When setting it up, connect the sensor’s output to an analog pin on your Arduino, supply stable 5V power, and carefully connect the Pitot tube ports. Check the tubing carefully to avoid air leaks, because even small leaks can mess up your readings.

Once it’s running, you’ll notice nearly zero pressure difference when there’s no airflow, and clear increases as wind picks up. This reliable, easy-to-use setup helps you accurately track airspeed for precise control and better results in all your projects.

mpxv7002dp differential pressure tutorial

If you’re looking to accurately measure small pressure differences, the MPXV7002DP differential pressure sensor is exactly what you need. It’s widely used for measuring airflow, wind speed, or pressure differences in HVAC systems and medical equipment, like ventilators.

Here’s how you can easily get started with an Arduino Uno.
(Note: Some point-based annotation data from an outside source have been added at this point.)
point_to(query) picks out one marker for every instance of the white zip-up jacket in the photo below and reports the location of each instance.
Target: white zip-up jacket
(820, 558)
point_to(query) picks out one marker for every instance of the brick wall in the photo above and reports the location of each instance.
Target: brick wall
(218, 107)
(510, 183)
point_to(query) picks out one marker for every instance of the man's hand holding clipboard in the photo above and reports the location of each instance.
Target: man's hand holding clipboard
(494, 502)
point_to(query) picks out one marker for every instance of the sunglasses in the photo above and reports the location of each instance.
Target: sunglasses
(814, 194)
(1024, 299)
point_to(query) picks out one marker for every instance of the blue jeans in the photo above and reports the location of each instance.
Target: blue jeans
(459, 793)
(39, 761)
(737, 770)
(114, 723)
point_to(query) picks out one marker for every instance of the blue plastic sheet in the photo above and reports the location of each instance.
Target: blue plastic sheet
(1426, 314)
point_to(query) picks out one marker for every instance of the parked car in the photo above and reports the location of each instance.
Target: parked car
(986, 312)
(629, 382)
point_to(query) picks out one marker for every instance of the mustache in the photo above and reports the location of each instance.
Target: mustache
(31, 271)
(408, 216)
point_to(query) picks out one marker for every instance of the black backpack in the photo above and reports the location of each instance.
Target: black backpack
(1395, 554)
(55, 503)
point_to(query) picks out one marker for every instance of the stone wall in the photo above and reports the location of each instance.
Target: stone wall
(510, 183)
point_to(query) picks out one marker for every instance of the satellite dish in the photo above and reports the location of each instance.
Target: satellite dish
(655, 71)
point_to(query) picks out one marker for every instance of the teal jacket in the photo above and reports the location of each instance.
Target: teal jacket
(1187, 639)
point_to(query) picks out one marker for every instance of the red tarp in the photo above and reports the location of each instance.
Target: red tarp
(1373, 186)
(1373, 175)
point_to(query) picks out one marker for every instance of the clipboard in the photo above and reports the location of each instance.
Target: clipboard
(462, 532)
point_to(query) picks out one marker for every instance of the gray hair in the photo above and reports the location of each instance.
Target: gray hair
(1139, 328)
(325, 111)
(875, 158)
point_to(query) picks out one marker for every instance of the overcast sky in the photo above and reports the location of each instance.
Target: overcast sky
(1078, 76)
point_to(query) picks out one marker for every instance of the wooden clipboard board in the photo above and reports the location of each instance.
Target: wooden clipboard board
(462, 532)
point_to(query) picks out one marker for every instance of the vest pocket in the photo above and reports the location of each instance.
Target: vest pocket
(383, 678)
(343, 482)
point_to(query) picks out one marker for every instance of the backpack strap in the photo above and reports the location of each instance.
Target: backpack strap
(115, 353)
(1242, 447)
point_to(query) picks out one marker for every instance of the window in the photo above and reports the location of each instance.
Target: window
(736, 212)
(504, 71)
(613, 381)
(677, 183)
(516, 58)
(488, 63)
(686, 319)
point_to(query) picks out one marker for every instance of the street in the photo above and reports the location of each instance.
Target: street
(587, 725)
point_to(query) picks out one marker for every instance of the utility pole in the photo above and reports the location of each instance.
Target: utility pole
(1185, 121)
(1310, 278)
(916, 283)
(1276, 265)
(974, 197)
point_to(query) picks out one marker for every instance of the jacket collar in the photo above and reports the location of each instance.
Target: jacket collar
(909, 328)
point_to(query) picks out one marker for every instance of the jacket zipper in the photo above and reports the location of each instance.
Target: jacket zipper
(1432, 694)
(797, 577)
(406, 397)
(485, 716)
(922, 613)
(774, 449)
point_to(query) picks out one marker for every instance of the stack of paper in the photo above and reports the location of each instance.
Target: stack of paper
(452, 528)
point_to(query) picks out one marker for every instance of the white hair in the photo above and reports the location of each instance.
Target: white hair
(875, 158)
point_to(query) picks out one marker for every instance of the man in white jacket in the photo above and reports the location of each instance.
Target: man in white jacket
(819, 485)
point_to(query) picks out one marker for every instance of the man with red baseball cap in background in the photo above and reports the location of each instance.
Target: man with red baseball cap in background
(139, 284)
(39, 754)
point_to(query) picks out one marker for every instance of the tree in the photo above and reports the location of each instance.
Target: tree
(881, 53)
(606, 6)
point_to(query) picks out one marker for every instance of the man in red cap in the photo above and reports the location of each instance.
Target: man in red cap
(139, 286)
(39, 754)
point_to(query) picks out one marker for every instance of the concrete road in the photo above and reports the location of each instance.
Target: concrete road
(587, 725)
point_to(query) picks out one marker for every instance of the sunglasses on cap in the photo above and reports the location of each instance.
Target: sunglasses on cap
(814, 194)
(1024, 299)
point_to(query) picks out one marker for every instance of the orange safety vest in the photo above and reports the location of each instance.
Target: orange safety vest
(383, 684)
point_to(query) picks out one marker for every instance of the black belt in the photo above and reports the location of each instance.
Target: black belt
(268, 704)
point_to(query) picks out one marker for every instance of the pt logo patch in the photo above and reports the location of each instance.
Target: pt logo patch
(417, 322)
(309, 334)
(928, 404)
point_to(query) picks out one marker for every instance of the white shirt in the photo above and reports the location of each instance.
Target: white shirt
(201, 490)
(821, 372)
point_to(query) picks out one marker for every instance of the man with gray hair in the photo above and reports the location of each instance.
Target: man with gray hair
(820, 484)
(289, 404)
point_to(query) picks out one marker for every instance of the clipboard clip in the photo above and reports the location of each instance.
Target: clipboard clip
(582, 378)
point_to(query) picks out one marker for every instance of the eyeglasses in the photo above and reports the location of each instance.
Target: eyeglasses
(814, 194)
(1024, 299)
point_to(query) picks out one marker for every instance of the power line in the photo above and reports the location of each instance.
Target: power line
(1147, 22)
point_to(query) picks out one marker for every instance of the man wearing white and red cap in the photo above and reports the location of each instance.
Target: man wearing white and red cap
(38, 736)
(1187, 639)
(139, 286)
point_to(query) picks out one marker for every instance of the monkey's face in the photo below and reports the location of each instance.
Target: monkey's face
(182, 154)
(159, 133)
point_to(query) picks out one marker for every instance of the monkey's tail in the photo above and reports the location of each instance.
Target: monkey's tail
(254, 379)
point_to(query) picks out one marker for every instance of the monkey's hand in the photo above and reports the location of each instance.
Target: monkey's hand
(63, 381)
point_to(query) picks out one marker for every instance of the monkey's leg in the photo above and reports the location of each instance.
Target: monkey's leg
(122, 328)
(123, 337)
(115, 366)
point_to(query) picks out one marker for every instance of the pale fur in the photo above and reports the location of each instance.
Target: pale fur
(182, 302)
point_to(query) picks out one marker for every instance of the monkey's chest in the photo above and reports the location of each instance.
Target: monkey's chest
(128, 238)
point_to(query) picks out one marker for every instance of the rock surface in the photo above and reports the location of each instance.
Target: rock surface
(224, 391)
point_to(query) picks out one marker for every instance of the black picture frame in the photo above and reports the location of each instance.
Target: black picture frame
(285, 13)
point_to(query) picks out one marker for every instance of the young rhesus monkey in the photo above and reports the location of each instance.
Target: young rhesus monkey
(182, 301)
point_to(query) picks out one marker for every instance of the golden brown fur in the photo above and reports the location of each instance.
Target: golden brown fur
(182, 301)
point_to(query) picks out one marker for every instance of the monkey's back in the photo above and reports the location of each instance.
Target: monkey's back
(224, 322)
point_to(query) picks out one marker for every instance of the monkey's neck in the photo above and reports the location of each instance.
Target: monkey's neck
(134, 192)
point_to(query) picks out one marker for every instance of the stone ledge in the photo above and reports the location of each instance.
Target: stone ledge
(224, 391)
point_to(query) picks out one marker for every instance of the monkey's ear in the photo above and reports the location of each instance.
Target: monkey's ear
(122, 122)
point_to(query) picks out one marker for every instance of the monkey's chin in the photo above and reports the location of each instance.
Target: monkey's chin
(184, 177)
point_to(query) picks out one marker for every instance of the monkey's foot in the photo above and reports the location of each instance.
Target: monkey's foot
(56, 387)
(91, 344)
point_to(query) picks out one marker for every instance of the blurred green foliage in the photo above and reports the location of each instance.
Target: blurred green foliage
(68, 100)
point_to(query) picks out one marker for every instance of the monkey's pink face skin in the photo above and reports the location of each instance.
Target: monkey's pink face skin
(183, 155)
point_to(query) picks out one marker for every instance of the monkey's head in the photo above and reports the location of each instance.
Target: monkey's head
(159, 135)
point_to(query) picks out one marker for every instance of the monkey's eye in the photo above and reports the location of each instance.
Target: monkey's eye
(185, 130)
Connect the sensor’s VCC pin to your Arduino’s 5V power, GND pin to ground, and the analog output (Vout) to the Arduino’s A0 analog input. Then, hook up flexible tubing from the sensor ports to the points you want to measure.

When there’s no pressure difference, you’ll see around 2.5 volts output, meaning zero pressure. A higher or lower voltage indicates a positive or negative pressure difference. Make sure your tubing connections are airtight—leaks can ruin your measurements. Also, keep your power supply steady and noise-free.

This setup is great for practical projects like drone airspeed measurement, HVAC airflow monitoring, or experiments in a wind tunnel.